Tuesday, 2 April 2013

A weak APPEA* response last night to the ABC Four Corners program on the Australian coal seam gas industry


Australian domestic swimming pools generally hold between 22,000 and 60,000 litres of water,
with the average being between 40,000 and 50,000 litres. [Poolexpress.com.au 2011]

*  APPEA is the Australian Petroleum Production & Explration Association

Taking coal seam gas industry representative Rick Wilkinson’s statement at face value and using the highest domestic swimming pool volume quoted above, then the entire CSG industry in New South Wales generated only 120,000 litres of production/waste water in the fourth quarter of 2012.

That is only 0.12 of a megalitre from 1 September through to 31 December.

If true this is only part of the story, as the State government did not lift its ban on fracking until 1 September and the industry was not meeting 2012 exploration/production schedules by December.

It is also only part of the story because mining companies in this state appear to produce anywhere from 60,000 to 6 million litres of water annually per pilot well. While a production well might generate as much as 20,000 litres of waste water each day or an estimated 1.8 megalitres each quarter if Queensland is any example.

Indeed, at one gas field in the Bowen Basin Santos reported an average initial daily water production rate of 0.20 megalitres per well per day which only declined to two domestic swimming pools worth of waste water per day after twelve years. Coal seam gas well life is predicted to be between 5 and 20 years for each well.

The National Water Commission predicts that the NSW coal seam gas industry may generate approximately 5.7–46.9 gigalitres of co-produced water from production of NSW’s current 2P reserves(2469 PJ) of which 0.697 gigalitres (697 million litres) is expected to be drawn from Clarence-Morton Basin groundwater.

Metgasco Limited currently stores over 20 megalitres of waste water in holding ponds in the Northern Rivers and it is nowhere near commencing commercial gas production in New South Wales. That volume equates with 333 domestic swimming pools.

Of course if Mr.
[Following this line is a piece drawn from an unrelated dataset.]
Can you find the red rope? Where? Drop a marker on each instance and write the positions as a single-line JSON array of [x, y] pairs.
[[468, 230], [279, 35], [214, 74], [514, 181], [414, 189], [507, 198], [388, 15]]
Wilkinson meant Olympic-sized swimming pools then this would have produced as much as 5 megalitres of water over the last three months of 2012, which still does not come anywhere near giving a reliable picture of the industry’s capacity to draw on groundwater reserves in this state if it is allowed to proceed with so little government scrutiny of its plans and commercial operations.

What was so offensive about this and other Wilkinson tweet's last night was not his attempts to wildly spin issues raised by the Four Corners program, but his obvious belief that the general public were so stupid that his spurious 'proofs' would be accepted without demur.